Arn thought it would be a good idea to start our journey with a hike down a narrow trail in the Gouna forests where he lived. After about a half of a mile, we come to a clearing with a small stream, where the trail takes a sharp incline on the other side, littered with large rocks. After crossing the brook, Arn instructs me to pick a spot and take a seat. When I do, he sits behind me and instructs me to close my eyes, take a few deep breaths, and then be still, focusing on the sounds of the forest.
However, it isn't very long after I do that I begin to hear that familiar voice in my head, telling me things to make me uncomfortable, wanting me to say very unpleasant things to Arn, things that, regardless of whether they were true, would insult him, shock him, and shame me, leaving me very embarrassed.
When I told him about the voice, he asked me to allow it to give it free reign, to say all the things it wanted to say. Now, I knew this moment would come. I somehow knew, from the previous day, the day that I arrived, that I would need to let this all out. And I did not look forward to it. I would have to give voice to those nasty things in my head, things that I never, ever spoke aloud, to anyone. Ever. But I knew I had to now.
As I allowed this voice's will to take over me, I felt it slowly taking over my mind, bubbling to the surface, just like the feeling I get when I'm about to throw up. There comes a point where there's no stopping it, where the vile just has to be expunged, and once I felt I had reached that point, I took a deep breath, opened my eyes, and glared at Arn.
I won't repeat what spewed out of my mouth, but I inwardly cringed as I uttered each sentence, all of my worst fears about myself shallowly hidden in them. This left me, when I was through, in the most vulnerable state I had ever allowed myself to be in. He could decimate me back if he wanted.

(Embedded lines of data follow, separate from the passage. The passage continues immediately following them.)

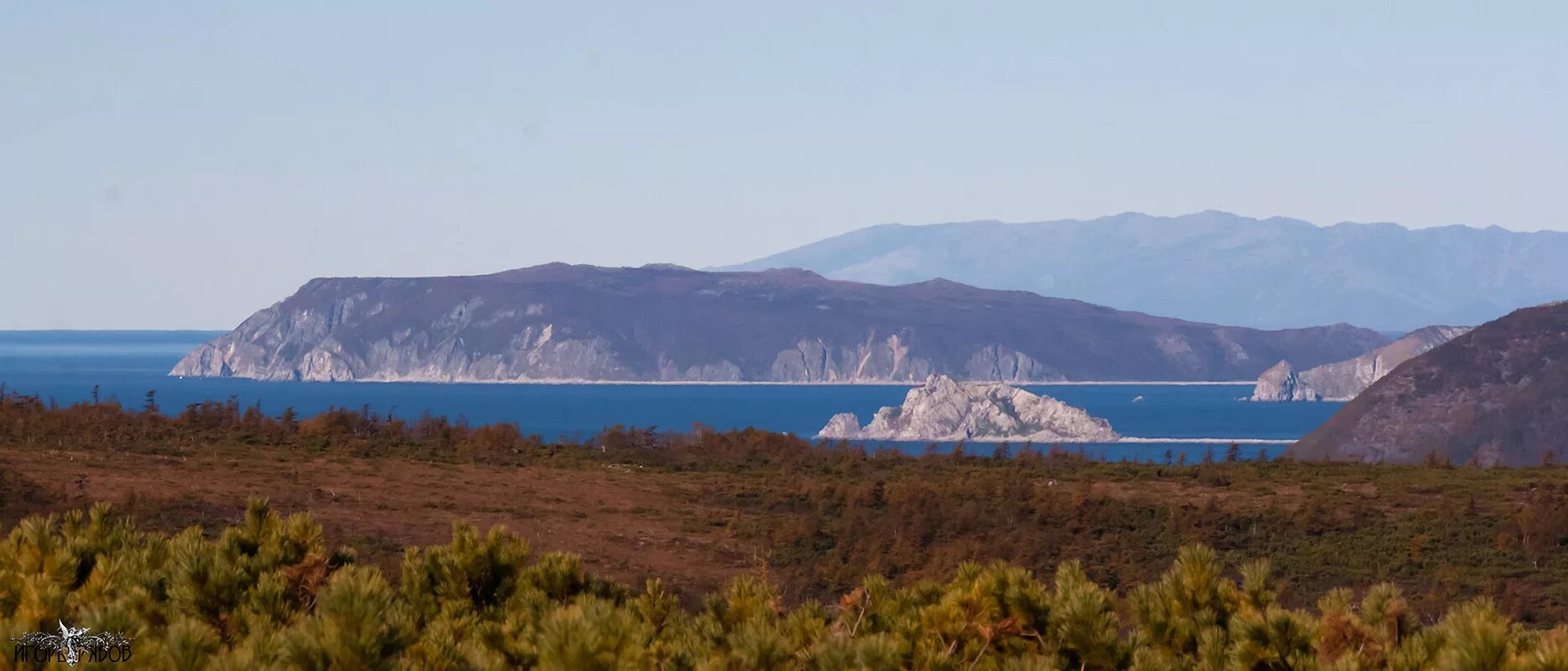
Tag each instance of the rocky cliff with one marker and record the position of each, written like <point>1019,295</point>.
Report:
<point>1341,382</point>
<point>942,409</point>
<point>667,323</point>
<point>1281,383</point>
<point>1496,395</point>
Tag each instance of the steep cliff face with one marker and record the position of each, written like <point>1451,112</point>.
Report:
<point>665,323</point>
<point>1496,395</point>
<point>1281,383</point>
<point>1341,382</point>
<point>942,409</point>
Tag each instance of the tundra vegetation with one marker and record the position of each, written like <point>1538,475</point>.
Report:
<point>864,559</point>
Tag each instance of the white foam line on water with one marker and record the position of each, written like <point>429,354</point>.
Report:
<point>1241,441</point>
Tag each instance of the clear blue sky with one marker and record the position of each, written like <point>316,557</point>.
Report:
<point>180,165</point>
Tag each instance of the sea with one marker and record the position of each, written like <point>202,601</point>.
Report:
<point>124,366</point>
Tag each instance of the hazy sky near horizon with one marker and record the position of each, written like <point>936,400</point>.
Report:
<point>180,165</point>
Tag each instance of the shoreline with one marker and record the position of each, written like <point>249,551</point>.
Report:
<point>1120,441</point>
<point>693,383</point>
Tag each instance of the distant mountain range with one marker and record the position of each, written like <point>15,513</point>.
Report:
<point>1496,395</point>
<point>1218,267</point>
<point>668,323</point>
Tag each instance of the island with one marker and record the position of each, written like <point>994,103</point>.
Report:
<point>944,409</point>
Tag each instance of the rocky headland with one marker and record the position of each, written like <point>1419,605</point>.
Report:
<point>1496,395</point>
<point>942,409</point>
<point>1342,380</point>
<point>668,323</point>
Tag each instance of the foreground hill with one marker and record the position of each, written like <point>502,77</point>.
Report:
<point>1495,395</point>
<point>1218,267</point>
<point>667,323</point>
<point>1341,382</point>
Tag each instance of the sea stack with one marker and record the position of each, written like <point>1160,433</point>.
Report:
<point>1341,382</point>
<point>944,409</point>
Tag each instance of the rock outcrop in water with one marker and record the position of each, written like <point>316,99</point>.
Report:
<point>1281,383</point>
<point>1496,395</point>
<point>667,323</point>
<point>942,409</point>
<point>1341,382</point>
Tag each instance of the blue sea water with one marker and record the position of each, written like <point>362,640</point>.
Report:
<point>126,364</point>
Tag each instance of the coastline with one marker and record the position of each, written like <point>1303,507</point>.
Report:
<point>880,383</point>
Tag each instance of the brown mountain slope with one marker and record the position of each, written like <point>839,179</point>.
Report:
<point>1496,395</point>
<point>668,323</point>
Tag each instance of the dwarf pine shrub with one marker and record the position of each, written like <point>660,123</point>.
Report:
<point>268,595</point>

Instead, he simply summarized what I had said, as if taking notes in a corporate meeting or a college class. If I had shocked or insulted him, he knew how to handle it. I told him how frightened I was of letting this all out, but his non-reaction to my barrage made me realize just how good I felt inside, exactly the same way my body would feel after throwing up. I felt lighter, and now that I had let the cat out of the bag, so to speak, I had the ability to notice that there was a...thing...a part of me...creating these thoughts. It had been desperately wanting my attention, and because I had pushed it away for so long, rejecting it out of disgust for what it said and the cruel things it wanted me to do, its anger and hatred towards me only increased.

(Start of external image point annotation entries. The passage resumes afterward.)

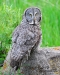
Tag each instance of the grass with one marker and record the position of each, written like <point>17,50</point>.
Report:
<point>11,12</point>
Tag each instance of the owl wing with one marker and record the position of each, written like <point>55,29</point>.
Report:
<point>24,41</point>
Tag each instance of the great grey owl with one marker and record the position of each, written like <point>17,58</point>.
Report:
<point>26,36</point>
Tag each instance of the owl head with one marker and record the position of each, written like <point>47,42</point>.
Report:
<point>33,16</point>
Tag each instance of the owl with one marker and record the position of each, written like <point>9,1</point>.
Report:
<point>26,37</point>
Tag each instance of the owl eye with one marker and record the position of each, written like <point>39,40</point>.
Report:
<point>30,15</point>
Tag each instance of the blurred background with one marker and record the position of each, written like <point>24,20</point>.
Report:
<point>11,12</point>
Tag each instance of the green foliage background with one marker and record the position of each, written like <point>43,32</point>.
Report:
<point>11,12</point>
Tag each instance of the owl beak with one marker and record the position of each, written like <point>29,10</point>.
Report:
<point>32,22</point>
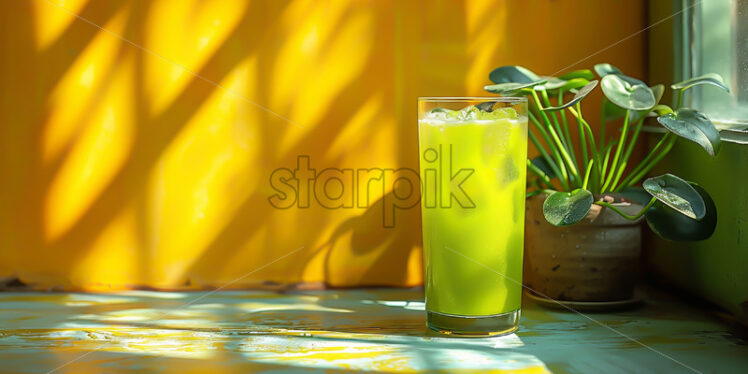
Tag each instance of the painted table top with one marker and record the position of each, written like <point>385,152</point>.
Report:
<point>380,330</point>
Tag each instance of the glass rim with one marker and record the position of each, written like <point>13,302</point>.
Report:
<point>442,99</point>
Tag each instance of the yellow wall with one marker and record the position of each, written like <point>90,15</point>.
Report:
<point>124,166</point>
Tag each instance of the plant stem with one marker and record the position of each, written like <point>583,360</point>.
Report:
<point>593,147</point>
<point>582,140</point>
<point>565,135</point>
<point>557,166</point>
<point>538,192</point>
<point>627,154</point>
<point>543,176</point>
<point>649,162</point>
<point>573,173</point>
<point>603,121</point>
<point>619,149</point>
<point>608,148</point>
<point>624,215</point>
<point>587,174</point>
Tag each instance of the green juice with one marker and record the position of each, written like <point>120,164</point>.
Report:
<point>473,252</point>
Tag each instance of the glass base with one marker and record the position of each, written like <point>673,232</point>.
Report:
<point>491,325</point>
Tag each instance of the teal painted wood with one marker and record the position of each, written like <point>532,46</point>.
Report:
<point>381,330</point>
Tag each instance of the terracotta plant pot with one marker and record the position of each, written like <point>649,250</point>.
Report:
<point>593,260</point>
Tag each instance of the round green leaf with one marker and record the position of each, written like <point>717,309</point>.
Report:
<point>627,92</point>
<point>584,91</point>
<point>582,73</point>
<point>510,88</point>
<point>671,225</point>
<point>567,208</point>
<point>713,79</point>
<point>677,194</point>
<point>662,109</point>
<point>511,73</point>
<point>694,126</point>
<point>605,69</point>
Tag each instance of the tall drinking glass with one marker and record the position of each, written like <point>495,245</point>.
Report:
<point>473,154</point>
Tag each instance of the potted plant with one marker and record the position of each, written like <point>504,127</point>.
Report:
<point>583,232</point>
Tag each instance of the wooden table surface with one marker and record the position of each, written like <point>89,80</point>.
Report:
<point>326,331</point>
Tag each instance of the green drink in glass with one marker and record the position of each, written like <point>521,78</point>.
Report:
<point>473,154</point>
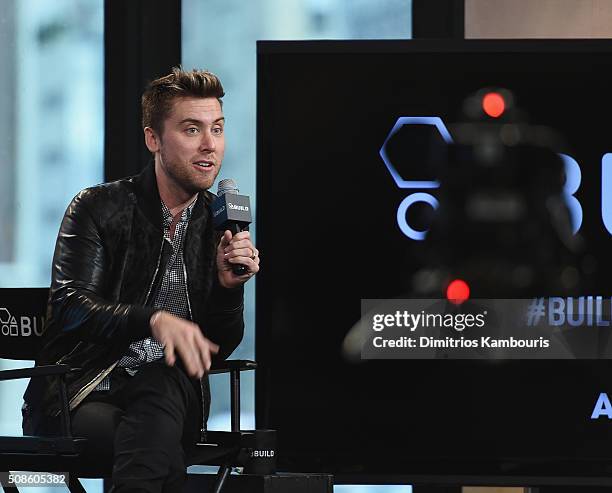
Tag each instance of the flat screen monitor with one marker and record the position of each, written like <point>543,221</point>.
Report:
<point>330,236</point>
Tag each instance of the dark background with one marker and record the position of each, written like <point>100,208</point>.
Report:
<point>326,220</point>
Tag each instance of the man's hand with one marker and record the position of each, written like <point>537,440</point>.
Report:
<point>234,250</point>
<point>181,336</point>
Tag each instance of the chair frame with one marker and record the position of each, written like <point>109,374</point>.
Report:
<point>32,453</point>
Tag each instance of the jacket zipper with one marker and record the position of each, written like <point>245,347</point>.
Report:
<point>74,402</point>
<point>156,270</point>
<point>203,429</point>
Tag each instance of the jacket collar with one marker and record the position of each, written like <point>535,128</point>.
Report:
<point>145,185</point>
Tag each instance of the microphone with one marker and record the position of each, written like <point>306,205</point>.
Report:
<point>231,211</point>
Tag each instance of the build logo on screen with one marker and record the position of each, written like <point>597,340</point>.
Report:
<point>572,181</point>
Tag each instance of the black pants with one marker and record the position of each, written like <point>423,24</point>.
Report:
<point>144,425</point>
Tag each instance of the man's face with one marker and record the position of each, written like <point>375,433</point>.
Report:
<point>190,148</point>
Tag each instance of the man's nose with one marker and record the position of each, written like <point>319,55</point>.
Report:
<point>207,143</point>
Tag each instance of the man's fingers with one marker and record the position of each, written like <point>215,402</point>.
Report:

Arn equated it to an ignored child. At first, the child will beg and plead for his parents attention, but the more the child is ignored, the more destructive ways he will act to get what he wants.

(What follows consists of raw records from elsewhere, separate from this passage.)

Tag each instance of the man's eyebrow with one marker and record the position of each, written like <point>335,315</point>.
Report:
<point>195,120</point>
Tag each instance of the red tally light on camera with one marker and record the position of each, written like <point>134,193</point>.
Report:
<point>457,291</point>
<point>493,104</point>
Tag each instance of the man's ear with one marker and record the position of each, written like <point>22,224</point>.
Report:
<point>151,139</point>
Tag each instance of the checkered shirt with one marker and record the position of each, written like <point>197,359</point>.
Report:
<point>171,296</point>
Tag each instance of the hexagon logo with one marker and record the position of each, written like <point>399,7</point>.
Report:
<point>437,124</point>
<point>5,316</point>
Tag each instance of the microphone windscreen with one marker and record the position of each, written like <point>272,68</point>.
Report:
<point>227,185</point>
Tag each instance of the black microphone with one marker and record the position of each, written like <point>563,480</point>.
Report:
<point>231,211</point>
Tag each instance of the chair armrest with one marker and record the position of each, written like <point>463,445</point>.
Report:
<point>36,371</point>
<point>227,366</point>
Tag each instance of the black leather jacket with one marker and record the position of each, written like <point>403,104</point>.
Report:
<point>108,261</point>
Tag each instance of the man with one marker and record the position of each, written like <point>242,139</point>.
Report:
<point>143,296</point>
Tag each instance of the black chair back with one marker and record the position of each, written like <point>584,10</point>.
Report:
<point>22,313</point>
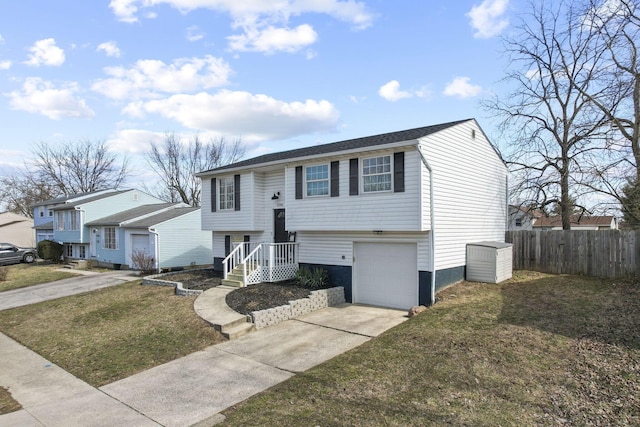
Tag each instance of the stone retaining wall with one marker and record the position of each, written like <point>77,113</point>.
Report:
<point>180,290</point>
<point>315,301</point>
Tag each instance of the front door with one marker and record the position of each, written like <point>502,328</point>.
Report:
<point>280,234</point>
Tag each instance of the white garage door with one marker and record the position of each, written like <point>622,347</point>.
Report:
<point>386,274</point>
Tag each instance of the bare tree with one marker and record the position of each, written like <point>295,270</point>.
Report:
<point>79,167</point>
<point>554,131</point>
<point>176,163</point>
<point>20,191</point>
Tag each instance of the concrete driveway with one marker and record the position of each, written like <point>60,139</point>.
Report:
<point>87,281</point>
<point>195,388</point>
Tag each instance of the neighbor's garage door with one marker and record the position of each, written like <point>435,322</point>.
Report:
<point>386,274</point>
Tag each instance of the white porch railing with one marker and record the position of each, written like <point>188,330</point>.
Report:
<point>268,262</point>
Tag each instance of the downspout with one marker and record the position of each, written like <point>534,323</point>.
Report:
<point>156,249</point>
<point>432,250</point>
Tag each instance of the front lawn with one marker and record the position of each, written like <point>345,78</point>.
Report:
<point>23,275</point>
<point>537,350</point>
<point>110,334</point>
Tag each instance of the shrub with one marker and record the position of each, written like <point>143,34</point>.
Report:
<point>50,250</point>
<point>143,262</point>
<point>312,277</point>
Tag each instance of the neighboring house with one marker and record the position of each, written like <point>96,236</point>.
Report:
<point>169,234</point>
<point>16,229</point>
<point>70,219</point>
<point>522,218</point>
<point>43,212</point>
<point>388,216</point>
<point>578,222</point>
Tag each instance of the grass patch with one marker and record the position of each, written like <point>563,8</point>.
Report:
<point>23,275</point>
<point>7,403</point>
<point>110,334</point>
<point>537,350</point>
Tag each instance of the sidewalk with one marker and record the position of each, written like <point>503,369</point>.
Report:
<point>86,282</point>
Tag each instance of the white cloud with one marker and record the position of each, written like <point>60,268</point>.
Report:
<point>461,87</point>
<point>270,40</point>
<point>391,92</point>
<point>149,77</point>
<point>109,48</point>
<point>194,33</point>
<point>264,23</point>
<point>42,97</point>
<point>253,117</point>
<point>487,18</point>
<point>45,52</point>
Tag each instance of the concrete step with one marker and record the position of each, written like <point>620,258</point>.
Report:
<point>238,330</point>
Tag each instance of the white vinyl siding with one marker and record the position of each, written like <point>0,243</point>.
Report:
<point>385,211</point>
<point>469,191</point>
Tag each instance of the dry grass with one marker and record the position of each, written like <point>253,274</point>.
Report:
<point>7,402</point>
<point>107,335</point>
<point>23,275</point>
<point>537,350</point>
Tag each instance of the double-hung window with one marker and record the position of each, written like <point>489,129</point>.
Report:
<point>317,180</point>
<point>376,174</point>
<point>60,220</point>
<point>75,220</point>
<point>226,194</point>
<point>110,238</point>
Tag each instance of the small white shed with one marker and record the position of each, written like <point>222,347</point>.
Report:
<point>489,262</point>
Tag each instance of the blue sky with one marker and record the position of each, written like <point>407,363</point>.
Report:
<point>278,74</point>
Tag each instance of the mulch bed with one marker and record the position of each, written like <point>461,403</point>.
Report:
<point>247,299</point>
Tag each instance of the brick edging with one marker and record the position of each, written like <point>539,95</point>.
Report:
<point>315,301</point>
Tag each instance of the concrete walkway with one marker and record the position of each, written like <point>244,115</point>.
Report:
<point>86,282</point>
<point>189,391</point>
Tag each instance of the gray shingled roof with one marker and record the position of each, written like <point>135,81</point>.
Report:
<point>161,217</point>
<point>334,147</point>
<point>129,214</point>
<point>62,199</point>
<point>87,200</point>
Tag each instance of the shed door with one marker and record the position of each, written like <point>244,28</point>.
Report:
<point>386,274</point>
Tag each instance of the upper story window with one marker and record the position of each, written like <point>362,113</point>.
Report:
<point>317,180</point>
<point>226,193</point>
<point>75,220</point>
<point>110,238</point>
<point>376,174</point>
<point>60,220</point>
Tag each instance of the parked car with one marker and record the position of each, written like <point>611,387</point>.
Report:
<point>12,254</point>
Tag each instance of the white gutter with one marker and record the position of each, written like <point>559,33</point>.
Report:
<point>156,248</point>
<point>432,250</point>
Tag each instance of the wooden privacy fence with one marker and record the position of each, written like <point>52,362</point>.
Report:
<point>604,253</point>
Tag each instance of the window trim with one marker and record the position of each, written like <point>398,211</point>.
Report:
<point>230,190</point>
<point>327,180</point>
<point>390,174</point>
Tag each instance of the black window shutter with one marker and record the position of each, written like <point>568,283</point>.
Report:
<point>298,182</point>
<point>236,192</point>
<point>353,177</point>
<point>335,179</point>
<point>227,245</point>
<point>398,172</point>
<point>214,195</point>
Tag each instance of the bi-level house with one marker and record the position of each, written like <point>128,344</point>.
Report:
<point>388,216</point>
<point>70,219</point>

This part of me, Arn dubbed my Shadow. This is the part of my ego that's been hurt beyond measure, whose only response is to act in kind, to respond with hate and a desire for destruction. In my mind, I saw my Shadow's cruelty, its hate and want of destruction, represented by a small, red seed, about half the size of a pea. The power that exists inside this seed is so powerful that it projects hate all around it, creating a world of fear and pain to reflect its own suffering. Such a small thing that contains so much power, so much evil. The devil inside me.
Arn and I then made it our mission to understand my Shadow's story, and to heal the seed of hate inside of it.